BTW I prefer higher anode current (4mA is in the curved part of characteristic) and lower anode voltage operating points for E88CC.
BTW I prefer higher anode current (4mA is in the curved part of characteristic) and lower anode voltage operating points for E88CC.
You are right about the operating point. But with differential pair, the nonlinearity should be partly compensated. Or am I wrong? I chose the current operating point due to the limitations of the LM334. In the simulations, the harmonic distortions came out perfectly. Of course I have to build it and take measurements.
Very nice my friend. Yes, I am considering the use of trimmers in anodes and cathodes. But that's only with a real circuit and a real measurement. What do you think the distortion values would be at my operating point? It is a question of how the IMD distortion will be done - but this i see only in real measurements.
At your operating point (4mA, 170V), at 68k load the distortion is enough low ... if the output swing not too high.

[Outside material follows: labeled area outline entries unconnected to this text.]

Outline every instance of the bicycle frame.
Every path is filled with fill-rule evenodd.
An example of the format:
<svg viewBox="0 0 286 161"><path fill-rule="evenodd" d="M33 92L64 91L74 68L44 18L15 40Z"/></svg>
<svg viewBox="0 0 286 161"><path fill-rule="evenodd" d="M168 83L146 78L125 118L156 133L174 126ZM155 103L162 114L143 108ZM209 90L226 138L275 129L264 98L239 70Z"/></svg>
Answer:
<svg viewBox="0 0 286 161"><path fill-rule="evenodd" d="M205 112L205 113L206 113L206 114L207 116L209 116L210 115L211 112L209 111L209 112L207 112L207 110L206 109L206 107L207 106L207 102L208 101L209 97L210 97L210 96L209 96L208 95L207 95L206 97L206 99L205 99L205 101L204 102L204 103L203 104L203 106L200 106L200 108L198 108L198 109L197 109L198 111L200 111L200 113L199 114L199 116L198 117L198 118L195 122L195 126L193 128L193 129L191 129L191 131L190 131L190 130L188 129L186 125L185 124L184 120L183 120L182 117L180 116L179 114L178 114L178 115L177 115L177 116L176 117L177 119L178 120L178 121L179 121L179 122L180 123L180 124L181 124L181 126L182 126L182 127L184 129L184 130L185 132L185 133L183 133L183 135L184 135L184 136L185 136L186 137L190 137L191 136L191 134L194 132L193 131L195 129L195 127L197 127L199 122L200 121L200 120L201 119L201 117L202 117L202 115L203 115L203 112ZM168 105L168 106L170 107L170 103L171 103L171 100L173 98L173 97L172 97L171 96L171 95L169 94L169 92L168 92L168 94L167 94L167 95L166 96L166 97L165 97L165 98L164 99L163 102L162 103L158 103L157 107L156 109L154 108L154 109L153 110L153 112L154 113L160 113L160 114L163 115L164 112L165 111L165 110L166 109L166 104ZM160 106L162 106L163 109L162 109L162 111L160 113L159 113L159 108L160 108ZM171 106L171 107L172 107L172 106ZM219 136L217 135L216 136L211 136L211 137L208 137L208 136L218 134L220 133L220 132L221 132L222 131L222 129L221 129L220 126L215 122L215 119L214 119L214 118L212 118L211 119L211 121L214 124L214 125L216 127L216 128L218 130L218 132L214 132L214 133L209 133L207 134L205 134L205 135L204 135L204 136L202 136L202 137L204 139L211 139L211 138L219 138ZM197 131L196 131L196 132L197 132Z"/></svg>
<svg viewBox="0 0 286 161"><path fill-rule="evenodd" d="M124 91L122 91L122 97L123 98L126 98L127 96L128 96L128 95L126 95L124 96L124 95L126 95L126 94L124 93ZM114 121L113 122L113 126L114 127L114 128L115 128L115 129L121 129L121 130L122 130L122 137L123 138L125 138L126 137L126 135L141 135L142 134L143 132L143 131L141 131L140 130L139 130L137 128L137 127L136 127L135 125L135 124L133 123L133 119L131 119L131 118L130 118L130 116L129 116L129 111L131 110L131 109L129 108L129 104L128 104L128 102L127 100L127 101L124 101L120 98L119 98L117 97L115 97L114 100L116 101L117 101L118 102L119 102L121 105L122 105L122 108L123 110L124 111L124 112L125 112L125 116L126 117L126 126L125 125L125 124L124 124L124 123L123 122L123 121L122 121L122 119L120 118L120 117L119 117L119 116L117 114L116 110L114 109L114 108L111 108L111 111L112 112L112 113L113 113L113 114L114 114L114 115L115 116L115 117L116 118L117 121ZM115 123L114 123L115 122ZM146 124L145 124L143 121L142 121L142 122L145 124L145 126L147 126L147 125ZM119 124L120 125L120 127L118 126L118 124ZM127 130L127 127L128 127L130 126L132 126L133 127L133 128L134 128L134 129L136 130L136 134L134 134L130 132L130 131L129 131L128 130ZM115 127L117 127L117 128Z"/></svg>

At 40Vp (80Vpp) the distortion about double, than higher current (10mA), lower Ua (140V), 30k load version.
But ..these are simulations .. and simulation as correct as the mathematical models .. the real measurement is the fact.
At 40Vp (80Vpp) the distortion about double, than higher current (10mA), lower Ua (140V), 30k load version.
But ..these are simulations .. and simulation as correct as the mathematical models .. the real measurement is the fact.